The Turfgrass Scientist Trying to Keep 16 World Cup Pitches Alive

John Sorochan, a Distinguished Professor of Turfgrass Science and Management at the University of Tennessee Institute of Agriculture, is leading a research collaboration to manage pitch conditions across all 16 venues of the 2026 FIFA World Cup — a tournament spread across three countries with radically different climatic profiles.
The project, which has been in development for several years, puts Sorochan at the center of one of the more logistically demanding turf challenges in modern sports. The 2026 edition of the World Cup spans Canada, the United States, and Mexico, meaning host cities range from the cool maritime conditions of Vancouver to the heat and humidity of Miami and the high-altitude aridity of Mexico City. No single grass cultivar or maintenance protocol handles all of those environments optimally. Sorochan's work, according to UTIA News, centers on tailoring pitch management to each venue's specific wear and climate demands.
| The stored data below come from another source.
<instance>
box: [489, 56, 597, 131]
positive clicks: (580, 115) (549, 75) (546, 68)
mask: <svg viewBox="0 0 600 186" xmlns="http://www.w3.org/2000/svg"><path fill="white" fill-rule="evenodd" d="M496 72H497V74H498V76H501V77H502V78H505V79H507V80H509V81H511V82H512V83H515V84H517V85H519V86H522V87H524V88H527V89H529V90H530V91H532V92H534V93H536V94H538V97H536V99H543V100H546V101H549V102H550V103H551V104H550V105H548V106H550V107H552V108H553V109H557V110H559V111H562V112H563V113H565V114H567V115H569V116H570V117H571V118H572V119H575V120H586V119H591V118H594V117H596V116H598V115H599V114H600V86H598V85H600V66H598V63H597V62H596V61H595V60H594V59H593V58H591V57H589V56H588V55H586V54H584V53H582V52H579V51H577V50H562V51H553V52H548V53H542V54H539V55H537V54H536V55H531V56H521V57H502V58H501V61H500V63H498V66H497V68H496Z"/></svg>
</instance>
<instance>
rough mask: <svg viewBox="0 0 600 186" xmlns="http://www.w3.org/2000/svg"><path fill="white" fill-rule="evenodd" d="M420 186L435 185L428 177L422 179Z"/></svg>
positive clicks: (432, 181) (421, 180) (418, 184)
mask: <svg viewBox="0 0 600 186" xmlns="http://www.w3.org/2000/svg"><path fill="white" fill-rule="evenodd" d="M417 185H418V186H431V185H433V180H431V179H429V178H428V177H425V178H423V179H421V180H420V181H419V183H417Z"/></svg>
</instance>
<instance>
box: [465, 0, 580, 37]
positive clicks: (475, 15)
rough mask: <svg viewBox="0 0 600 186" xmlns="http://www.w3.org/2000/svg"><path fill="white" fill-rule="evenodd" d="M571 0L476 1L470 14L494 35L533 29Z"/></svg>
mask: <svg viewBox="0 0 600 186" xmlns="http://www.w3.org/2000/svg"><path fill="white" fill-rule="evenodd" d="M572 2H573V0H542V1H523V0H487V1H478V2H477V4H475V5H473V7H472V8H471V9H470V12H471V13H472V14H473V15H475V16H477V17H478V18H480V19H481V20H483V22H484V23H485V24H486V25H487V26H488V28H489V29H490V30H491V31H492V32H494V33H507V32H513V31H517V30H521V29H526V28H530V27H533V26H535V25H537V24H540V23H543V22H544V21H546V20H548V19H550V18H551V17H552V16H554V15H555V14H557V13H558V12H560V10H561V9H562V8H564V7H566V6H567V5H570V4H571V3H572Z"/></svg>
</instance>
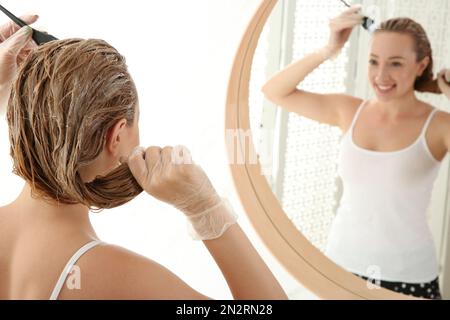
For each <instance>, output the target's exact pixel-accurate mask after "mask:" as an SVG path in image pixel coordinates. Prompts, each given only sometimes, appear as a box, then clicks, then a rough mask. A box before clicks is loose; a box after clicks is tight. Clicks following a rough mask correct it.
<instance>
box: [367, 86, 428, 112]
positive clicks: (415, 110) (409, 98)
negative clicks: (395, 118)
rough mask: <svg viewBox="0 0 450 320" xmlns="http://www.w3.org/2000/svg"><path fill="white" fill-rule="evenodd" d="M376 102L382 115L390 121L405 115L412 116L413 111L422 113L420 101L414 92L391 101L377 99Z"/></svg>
mask: <svg viewBox="0 0 450 320" xmlns="http://www.w3.org/2000/svg"><path fill="white" fill-rule="evenodd" d="M374 102H375V105H376V107H377V109H378V110H379V112H380V114H382V115H383V116H385V117H387V118H389V119H395V118H397V117H399V116H402V115H405V114H411V112H412V111H418V112H419V111H420V110H418V108H417V105H418V104H420V101H419V100H418V99H417V97H416V95H415V94H414V91H411V92H410V93H409V94H406V95H404V96H401V97H398V98H396V99H391V100H389V101H382V100H379V99H377V98H375V99H374Z"/></svg>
His collaborator on the project is Trey Rogers, Ph.D., whose own background in sports turf agronomy complements Sorochan's research focus on safety and wear tolerance — the two properties that most directly determine whether elite athletes can play at full intensity without injury risk on degraded surfaces.
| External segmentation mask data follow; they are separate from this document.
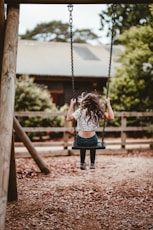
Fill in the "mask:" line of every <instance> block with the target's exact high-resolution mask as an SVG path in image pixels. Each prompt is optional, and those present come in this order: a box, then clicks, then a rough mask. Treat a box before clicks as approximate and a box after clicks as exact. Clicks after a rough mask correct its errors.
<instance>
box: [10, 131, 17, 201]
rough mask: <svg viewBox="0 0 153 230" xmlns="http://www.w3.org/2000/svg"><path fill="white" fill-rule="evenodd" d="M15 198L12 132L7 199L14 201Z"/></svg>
mask: <svg viewBox="0 0 153 230" xmlns="http://www.w3.org/2000/svg"><path fill="white" fill-rule="evenodd" d="M17 199H18V194H17V180H16V164H15V152H14V136H13V134H12V146H11V159H10V174H9V185H8V201H15V200H17Z"/></svg>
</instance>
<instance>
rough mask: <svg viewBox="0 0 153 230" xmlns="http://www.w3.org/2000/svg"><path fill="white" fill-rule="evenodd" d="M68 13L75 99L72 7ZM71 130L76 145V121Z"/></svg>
mask: <svg viewBox="0 0 153 230" xmlns="http://www.w3.org/2000/svg"><path fill="white" fill-rule="evenodd" d="M68 11H69V25H70V50H71V76H72V98H76V92H75V84H74V83H75V81H74V58H73V15H72V11H73V5H72V4H69V5H68ZM73 128H74V143H76V136H77V131H76V121H73Z"/></svg>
The scope of Sorochan's involvement traces back further than this cycle. He was an undergraduate student working on turf preparation for the 1994 World Cup held in the United States, meaning he has now tracked the full arc of American stadium turf science across three decades. That continuity matters: the 1994 tournament exposed structural weaknesses in how U.S. venues approached natural grass at scale, and subsequent NFL and MLS venue upgrades, along with persistent debates over hybrid and artificial surfaces, have gradually built the institutional knowledge base that research like Sorochan's now draws on.
Los Angeles Stadium is among the venues requiring specialized turf installation for 2026, per the New York Times. Installing and maintaining natural grass in a stadium designed primarily for NFL play — under a fixed roof or in conditions not engineered around pitch biology — is a known problem in international football. FIFA has faced criticism at previous tournaments for surface quality that deteriorated as group-stage and knockout rounds accumulated wear, particularly in climates where heat stress compounds mechanical damage.
Sorochan's research focus on wear tolerance addresses that directly. Sports turf under tournament conditions accumulates damage from player traction, equipment traffic, and repeated cutting that outpaces natural recovery. Cultivar selection, rootzone construction, and growth-room supplemental lighting are all variables his team has been evaluating. UTIA hosted a final pitch management research field day in March 2026, with FIFA representatives present — a sign that the federation has integrated the research program into its venue preparation cycle rather than treating it as advisory.
The broader context is a sport still navigating an unresolved tension between natural grass and artificial surfaces. Players' unions have pushed back against synthetic turf at the international level, citing injury rate differentials and altered ball behavior. FIFA has generally required natural grass for World Cup play, but each cycle raises the question of whether stadium infrastructure across host nations can actually support it. Sorochan's work sits directly at that intersection — providing the science that makes the natural-grass commitment operationally credible.
Whether the research translates into uniformly high-quality pitches once 64 matches have been played remains an open operational question. Tournament turf is managed under time pressure, in public view, and with no margin for the kind of iterative correction that agronomic research allows. What Sorochan's involvement does establish is that this cycle's approach to pitch management is grounded in a deliberate, multi-year scientific program — not improvised in the months before kickoff.